Biden was not being dishonest when he told the world, for twelve agonizing weeks, that he was unsure whether to run. In a series of interviews for a Profile in The New Yorker, Biden expressed persuasive misgivings about his age and the strain another campaign would put on his family. But he also made clear that he regarded the decision to run as something more than a political question; it got to the essence of how he envisioned the next phase of his life. He said, “I watched my father. I made a mistake in encouraging him to retire. I just think as long as you think you can do it and you’re physically healthy—” He trailed off.
The arguments against his candidacy were impossible to ignore: he has high favorability ratings, and a surge of good will surrounding the death, in May, of his son, Beau, but other numbers were inauspicious. In a recent New Hampshire poll by the Boston Globe, he drew only eleven per cent support—far behind Hillary Clinton, at thirty-seven per cent, and Bernie Sanders, at thirty-five per cent. When CNN asked people, in August, if Biden should enter the race, slightly more than half said he should. But when they asked the question again recently, more people said he should not. Moreover, the theory goes, as an outgoing Vice-President, with a long center-left voting record in the Senate, Biden was poorly positioned to challenge Sanders from the left, and would have been forced to compete with Clinton for mainstream Democratic voters. Had he put temperament and instinct above political calculation, it would have been a preview of his vulnerability as a candidate.

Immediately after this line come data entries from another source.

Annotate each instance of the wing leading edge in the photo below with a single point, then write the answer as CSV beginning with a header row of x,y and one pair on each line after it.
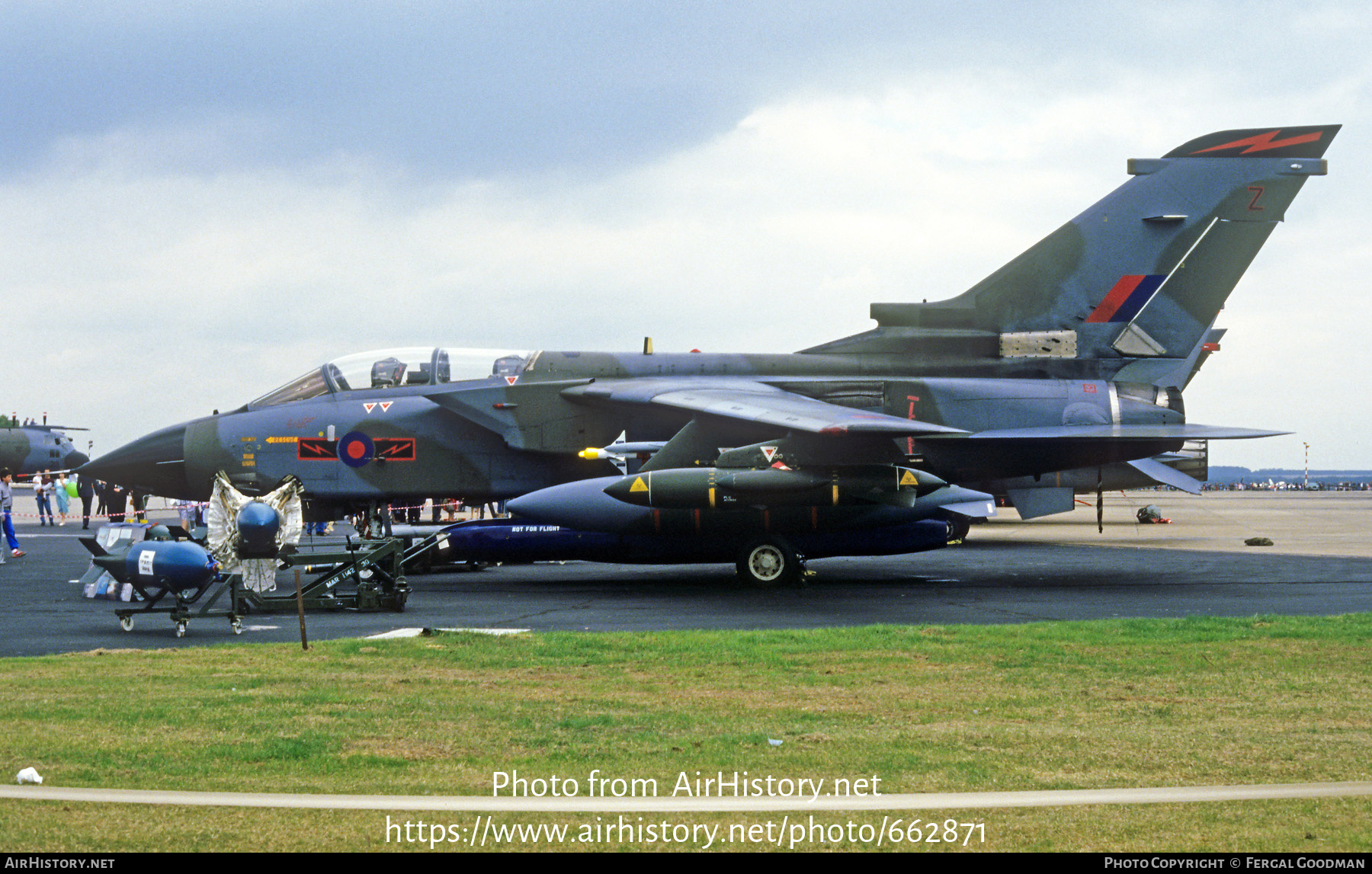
x,y
752,402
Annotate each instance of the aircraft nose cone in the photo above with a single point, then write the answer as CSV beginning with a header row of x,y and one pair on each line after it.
x,y
154,464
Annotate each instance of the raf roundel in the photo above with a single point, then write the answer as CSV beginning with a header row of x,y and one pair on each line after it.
x,y
356,449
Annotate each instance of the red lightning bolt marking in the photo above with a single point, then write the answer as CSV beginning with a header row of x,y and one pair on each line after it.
x,y
910,442
1262,143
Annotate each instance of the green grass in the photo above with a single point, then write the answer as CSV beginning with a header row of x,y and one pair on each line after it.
x,y
965,709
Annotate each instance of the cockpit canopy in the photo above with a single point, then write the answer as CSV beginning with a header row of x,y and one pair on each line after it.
x,y
393,368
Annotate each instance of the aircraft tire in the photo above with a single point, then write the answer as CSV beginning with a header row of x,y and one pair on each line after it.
x,y
958,527
768,563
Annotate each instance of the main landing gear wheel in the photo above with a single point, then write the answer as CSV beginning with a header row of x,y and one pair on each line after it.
x,y
958,527
768,563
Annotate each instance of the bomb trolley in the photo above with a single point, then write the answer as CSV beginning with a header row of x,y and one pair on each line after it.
x,y
358,575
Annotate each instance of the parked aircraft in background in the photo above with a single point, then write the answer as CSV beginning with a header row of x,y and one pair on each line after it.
x,y
1059,371
32,449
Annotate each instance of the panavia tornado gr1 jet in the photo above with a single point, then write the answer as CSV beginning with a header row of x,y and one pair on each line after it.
x,y
1059,372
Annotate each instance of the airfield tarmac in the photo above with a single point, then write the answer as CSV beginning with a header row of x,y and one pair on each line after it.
x,y
1008,571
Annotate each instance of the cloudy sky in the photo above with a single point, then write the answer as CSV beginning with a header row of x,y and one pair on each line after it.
x,y
202,199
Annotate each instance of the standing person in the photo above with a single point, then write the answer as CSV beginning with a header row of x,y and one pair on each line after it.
x,y
116,501
6,504
43,495
59,491
85,490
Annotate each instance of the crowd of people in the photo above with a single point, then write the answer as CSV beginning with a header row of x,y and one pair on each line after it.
x,y
56,490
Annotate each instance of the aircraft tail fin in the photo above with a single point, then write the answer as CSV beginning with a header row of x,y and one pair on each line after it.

After Clinton had established a broad lead, there remained one especially tempting reason to run. Once it became clear that the other Democratic challengers—Martin O’Malley, Jim Webb, and Lincoln Chaffee—were immaterial, Biden faced the once-unimaginable prospect that the next person in line, in the event that Clinton stumbles, was Bernie Sanders, who has been, for most of Joe Biden’s political career, little more than a venerable irritant. Clinton has been having a good month, but the election is thirteen months away. If, for any reason, Clinton is not the Party’s choice, Joe Biden will now have to bear watching Bernie Sanders contend for the job that Biden has wanted for six decades.
Biden would have had to begin with no money (and no love for raising it), no staff, and no organization in the states. He would have been equipped with little more than a fervent belief that he could be President and an appetite for politics that is inexhaustible even by Washington standards. The former Senator George Mitchell once told me a story of working the phones with Biden, when they were trying to rally support for a bill in the mid-nineties. “Usually a senator would come to me, the majority leader, and say ‘Well, here’s a problem. Can you get the votes?’ Then they go off to dinner.” But Biden asked Mitchell to join him in calling every Democrat at home, a process that lasted until after two in the morning. “After a while, I was up to No. 8, and he was still on No. 2,” Mitchell said, “I said, ‘Joe, I know you want to explain this thing to these guys, but you’ve to got be a little more concise.’ ”
And that is what makes his decision especially memorable. Biden is giving up his last chance at the role that he has always wanted—and a bet that he believes his son Beau wanted him to place. “As my family and I have worked through the grieving process, I’ve said all along…It may very well be that that process, by the time we get through it, closes the window on mounting a realistic campaign for president, that it might close,” Biden said. “I’ve concluded that it has closed.”